Struggling to get going

After a fairly torrid few days, it was a real treat to head up to Aberdeenshire for some heather burning on Friday. Every day is a school day on the hill, and it’s one of the constant delights of my work that there is always more to learn and see. Looking back over notes from previous years, I often find great value in trips to the hill which at the time seemed pointless or wasted if only because they led me to some new hint or clue which helped me get a better grasp on the way of things. Burning heather is no longer much of a novelty, but every day with a besom in hand gives a new angle or sheds some fresh light on the hills.

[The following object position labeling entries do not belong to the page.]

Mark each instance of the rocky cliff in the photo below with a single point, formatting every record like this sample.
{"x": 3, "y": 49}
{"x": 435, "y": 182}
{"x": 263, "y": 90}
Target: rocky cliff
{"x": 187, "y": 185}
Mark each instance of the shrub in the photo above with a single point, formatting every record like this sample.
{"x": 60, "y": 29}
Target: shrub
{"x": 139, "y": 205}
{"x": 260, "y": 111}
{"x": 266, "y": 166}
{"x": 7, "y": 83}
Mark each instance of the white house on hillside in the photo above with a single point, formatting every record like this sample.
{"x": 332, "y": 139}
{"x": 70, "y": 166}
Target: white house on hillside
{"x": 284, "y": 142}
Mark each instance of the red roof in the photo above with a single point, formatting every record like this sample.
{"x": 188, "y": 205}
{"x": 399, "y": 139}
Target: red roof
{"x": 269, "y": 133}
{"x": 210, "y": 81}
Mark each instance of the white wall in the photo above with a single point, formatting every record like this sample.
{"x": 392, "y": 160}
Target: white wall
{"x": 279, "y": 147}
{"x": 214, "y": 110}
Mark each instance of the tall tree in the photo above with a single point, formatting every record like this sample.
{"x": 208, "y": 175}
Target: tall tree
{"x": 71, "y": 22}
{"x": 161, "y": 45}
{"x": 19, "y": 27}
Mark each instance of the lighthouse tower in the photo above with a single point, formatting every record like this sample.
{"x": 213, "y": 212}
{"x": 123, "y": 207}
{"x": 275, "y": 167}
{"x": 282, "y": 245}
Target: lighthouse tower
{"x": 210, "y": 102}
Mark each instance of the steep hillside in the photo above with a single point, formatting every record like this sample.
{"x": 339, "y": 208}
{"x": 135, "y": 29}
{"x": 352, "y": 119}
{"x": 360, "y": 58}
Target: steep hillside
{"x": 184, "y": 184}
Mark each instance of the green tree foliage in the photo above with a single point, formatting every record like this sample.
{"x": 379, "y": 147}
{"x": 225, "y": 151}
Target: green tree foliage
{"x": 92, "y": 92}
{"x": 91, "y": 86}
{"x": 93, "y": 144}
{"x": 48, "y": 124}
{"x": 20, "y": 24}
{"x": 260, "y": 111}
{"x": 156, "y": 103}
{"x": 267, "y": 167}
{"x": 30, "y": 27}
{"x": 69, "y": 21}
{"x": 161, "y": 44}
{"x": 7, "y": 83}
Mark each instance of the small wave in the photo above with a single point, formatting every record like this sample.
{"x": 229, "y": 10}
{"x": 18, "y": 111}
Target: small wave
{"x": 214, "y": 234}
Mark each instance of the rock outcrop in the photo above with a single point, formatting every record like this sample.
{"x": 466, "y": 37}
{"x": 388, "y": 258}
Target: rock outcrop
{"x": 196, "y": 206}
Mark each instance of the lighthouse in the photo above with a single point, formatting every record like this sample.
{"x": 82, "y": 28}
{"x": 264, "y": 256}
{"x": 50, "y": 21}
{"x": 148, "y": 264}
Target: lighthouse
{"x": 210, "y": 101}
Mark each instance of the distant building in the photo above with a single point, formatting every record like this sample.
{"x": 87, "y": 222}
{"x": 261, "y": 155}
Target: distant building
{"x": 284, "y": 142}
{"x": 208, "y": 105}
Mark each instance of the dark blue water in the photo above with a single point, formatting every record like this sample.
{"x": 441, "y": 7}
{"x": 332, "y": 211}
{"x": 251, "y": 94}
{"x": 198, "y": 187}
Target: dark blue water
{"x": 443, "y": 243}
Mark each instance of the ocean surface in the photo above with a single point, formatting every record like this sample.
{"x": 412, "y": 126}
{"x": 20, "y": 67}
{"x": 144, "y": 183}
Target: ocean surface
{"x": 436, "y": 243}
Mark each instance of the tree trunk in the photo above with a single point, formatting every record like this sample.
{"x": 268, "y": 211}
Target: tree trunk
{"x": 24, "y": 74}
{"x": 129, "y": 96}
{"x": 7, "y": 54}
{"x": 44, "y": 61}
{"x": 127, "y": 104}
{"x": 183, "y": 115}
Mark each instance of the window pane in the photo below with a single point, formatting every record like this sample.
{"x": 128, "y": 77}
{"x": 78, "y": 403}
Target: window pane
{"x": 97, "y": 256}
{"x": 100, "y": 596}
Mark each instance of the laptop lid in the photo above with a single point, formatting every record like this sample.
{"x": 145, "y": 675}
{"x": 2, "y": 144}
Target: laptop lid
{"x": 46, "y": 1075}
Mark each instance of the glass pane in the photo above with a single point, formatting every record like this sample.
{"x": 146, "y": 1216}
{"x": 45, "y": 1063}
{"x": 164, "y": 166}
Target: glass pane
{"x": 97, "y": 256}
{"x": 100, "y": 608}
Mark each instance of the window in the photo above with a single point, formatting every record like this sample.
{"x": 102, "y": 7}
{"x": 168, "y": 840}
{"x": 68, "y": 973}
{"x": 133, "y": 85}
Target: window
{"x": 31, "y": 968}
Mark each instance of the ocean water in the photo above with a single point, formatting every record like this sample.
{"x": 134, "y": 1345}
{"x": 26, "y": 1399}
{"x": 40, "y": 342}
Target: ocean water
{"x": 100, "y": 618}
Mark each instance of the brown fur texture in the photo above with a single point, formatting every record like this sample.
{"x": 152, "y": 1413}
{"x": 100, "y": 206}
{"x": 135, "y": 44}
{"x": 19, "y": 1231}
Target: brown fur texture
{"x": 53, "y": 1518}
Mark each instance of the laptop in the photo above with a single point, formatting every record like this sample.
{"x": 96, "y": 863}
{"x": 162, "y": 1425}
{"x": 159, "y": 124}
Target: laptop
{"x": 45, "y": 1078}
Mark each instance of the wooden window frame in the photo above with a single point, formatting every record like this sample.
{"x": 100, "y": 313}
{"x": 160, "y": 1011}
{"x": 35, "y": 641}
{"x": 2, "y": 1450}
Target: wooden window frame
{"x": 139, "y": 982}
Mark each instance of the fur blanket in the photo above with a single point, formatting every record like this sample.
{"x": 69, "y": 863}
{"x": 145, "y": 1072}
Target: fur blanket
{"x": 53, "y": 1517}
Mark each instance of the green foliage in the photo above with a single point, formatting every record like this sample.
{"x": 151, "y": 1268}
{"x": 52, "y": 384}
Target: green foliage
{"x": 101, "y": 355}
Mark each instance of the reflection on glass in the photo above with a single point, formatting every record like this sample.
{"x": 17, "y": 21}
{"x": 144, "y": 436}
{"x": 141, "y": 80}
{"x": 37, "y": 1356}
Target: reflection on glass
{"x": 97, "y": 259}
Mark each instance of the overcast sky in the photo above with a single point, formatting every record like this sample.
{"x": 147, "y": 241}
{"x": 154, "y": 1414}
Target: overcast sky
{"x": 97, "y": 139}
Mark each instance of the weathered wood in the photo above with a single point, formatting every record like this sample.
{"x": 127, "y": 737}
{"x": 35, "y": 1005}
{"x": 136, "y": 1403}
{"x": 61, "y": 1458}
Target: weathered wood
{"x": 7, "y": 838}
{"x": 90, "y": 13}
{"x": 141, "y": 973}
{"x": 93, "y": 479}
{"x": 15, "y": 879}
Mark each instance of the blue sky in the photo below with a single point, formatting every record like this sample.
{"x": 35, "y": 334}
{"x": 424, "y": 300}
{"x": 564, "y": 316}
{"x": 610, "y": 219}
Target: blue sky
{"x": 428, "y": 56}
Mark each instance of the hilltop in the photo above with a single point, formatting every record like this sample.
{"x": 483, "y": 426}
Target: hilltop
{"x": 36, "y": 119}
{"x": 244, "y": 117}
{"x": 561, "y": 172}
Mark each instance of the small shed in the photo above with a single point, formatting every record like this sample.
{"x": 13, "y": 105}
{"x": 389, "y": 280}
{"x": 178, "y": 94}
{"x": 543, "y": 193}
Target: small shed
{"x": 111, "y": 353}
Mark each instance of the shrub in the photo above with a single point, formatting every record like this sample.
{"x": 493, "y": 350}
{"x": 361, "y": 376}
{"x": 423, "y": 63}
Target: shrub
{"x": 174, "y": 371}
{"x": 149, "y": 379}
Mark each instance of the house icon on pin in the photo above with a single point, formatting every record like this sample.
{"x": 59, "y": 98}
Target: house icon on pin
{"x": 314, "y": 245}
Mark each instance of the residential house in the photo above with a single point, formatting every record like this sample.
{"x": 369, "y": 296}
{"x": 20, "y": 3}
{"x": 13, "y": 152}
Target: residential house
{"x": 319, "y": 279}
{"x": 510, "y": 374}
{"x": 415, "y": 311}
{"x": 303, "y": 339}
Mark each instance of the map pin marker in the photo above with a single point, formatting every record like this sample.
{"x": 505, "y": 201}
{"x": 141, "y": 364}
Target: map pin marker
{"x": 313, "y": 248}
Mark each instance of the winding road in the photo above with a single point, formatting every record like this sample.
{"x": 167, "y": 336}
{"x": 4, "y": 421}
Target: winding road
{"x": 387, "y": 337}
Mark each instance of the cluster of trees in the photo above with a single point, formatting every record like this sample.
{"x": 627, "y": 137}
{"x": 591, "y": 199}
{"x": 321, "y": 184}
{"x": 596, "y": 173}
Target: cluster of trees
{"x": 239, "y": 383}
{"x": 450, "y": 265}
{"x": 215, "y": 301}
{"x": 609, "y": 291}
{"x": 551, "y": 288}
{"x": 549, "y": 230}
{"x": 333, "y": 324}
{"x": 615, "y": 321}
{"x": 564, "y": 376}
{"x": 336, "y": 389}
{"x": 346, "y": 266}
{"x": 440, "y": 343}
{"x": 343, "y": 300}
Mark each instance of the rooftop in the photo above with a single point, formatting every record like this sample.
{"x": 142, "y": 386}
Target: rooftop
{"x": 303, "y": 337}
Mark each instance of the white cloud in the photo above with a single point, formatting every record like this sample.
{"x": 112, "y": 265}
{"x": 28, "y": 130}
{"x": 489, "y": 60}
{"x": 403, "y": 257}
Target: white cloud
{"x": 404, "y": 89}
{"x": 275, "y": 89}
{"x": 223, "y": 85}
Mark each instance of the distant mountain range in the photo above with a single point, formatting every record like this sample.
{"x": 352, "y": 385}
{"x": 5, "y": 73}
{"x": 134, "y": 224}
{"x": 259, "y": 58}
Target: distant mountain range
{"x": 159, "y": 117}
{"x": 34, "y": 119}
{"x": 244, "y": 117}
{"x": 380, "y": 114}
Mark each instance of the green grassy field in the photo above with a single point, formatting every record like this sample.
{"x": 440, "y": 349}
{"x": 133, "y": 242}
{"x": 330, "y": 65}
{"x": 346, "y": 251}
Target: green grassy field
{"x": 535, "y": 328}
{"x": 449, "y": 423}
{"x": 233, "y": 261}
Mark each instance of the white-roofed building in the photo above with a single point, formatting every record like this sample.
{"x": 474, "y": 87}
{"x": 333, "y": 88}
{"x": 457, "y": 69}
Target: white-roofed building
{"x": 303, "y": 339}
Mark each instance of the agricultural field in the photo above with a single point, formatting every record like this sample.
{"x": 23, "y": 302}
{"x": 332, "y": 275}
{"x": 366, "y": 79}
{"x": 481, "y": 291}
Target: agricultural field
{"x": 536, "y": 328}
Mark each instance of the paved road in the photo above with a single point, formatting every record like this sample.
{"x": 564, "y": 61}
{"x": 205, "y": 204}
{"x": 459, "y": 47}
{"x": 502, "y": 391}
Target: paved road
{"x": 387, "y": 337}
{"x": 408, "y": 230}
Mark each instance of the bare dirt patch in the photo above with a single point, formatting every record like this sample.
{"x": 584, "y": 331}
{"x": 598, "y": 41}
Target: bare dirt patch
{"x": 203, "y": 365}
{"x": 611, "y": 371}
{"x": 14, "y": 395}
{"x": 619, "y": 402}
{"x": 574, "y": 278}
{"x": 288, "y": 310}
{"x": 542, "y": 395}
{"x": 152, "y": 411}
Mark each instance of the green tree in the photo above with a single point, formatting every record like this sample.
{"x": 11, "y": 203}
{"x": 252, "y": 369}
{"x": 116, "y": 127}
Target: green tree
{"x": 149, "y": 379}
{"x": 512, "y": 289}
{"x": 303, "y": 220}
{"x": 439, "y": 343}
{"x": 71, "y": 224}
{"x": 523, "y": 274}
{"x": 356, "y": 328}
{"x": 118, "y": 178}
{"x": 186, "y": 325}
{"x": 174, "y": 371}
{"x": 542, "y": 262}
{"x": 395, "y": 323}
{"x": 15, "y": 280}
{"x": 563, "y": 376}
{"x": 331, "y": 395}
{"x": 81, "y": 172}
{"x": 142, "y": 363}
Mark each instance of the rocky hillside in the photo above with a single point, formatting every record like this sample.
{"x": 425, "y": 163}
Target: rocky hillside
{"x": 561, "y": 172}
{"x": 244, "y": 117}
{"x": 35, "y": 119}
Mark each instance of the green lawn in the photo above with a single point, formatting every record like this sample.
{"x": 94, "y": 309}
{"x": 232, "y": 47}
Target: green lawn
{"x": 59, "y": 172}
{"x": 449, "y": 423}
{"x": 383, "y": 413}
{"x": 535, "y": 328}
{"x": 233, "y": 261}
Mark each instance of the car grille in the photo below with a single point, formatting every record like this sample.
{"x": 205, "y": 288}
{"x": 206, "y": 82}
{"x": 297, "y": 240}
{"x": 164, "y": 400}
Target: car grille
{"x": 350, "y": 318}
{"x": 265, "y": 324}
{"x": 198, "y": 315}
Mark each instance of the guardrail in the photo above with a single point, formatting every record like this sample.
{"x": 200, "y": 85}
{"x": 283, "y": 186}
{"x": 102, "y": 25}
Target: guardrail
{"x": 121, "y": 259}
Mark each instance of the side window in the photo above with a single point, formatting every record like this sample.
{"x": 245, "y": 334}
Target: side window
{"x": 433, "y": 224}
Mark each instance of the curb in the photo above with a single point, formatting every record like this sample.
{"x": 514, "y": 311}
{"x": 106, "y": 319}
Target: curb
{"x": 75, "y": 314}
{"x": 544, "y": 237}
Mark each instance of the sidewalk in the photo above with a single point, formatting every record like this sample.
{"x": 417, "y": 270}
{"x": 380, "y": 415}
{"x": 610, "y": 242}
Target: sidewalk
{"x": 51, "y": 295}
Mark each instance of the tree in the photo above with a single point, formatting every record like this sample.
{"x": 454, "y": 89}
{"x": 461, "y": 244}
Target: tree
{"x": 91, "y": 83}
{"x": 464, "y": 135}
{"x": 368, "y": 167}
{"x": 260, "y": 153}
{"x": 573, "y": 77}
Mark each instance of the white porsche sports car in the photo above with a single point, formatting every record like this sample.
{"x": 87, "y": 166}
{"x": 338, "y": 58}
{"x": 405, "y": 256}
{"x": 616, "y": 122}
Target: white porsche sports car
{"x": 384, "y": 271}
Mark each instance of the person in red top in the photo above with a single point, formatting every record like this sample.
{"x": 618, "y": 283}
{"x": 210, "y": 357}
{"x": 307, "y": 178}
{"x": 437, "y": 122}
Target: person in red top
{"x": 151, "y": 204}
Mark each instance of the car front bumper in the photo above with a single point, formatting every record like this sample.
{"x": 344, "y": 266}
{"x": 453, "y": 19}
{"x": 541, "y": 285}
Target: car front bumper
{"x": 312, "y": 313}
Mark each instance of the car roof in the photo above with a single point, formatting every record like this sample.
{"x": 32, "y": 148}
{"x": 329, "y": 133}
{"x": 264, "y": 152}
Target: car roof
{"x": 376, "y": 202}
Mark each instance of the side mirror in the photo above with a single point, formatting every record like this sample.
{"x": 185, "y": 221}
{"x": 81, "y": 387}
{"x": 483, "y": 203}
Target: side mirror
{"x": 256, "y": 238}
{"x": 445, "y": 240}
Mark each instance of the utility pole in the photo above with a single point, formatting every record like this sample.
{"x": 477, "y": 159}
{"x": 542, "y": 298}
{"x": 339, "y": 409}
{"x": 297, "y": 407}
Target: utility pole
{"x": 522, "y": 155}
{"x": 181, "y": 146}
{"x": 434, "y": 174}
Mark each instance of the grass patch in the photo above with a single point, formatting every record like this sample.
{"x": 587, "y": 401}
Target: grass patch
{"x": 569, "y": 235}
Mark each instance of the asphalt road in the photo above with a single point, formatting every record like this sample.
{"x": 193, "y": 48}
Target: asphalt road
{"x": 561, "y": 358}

As it was, the heather seemed too wet to burn at all as we drove up the tracks to the drive we had intended to tackle, but it managed a dull crackle even as fog and smirr wafted around us. As the afternoon cleared and a steady breeze came on, it felt like we were in for some good burning, but the sun stayed in and the fires roared for a moment or two before dwindling away into patchy affairs. We forced them to carve out a few nice patches with a certain amount of careful curation and micro-management, but it was generally quite a disappointing outcome.

The black fires were thick with stick, and some could probably have been burnt again with a few hours of fresh air and sunshine to dry off the rotten litter. On one fire, the crackling buzz flushed a greyhen who rose “huk-hukking” against the sky and turned through the smoke, reaching over the top of each wingbeat with a faltering stretch. On another, an eagle took a break from squabbling with a pair of ravens and slid in for a close look. Hares stood out like shreds of quartz at every point of the compass, and grouse provided a constant droning whirr of sound and fury. On the way back off in the evening, we passed a pack of seven blackcock by the roadside. Some rose up and flew a little further off, and several were showing their white underarms as if they meant business.

It is a long way to Fettercairn and I increasingly wonder if my old suzuki is up to the job, but the uncomfortable journey is always trebly rewarded with new lessons.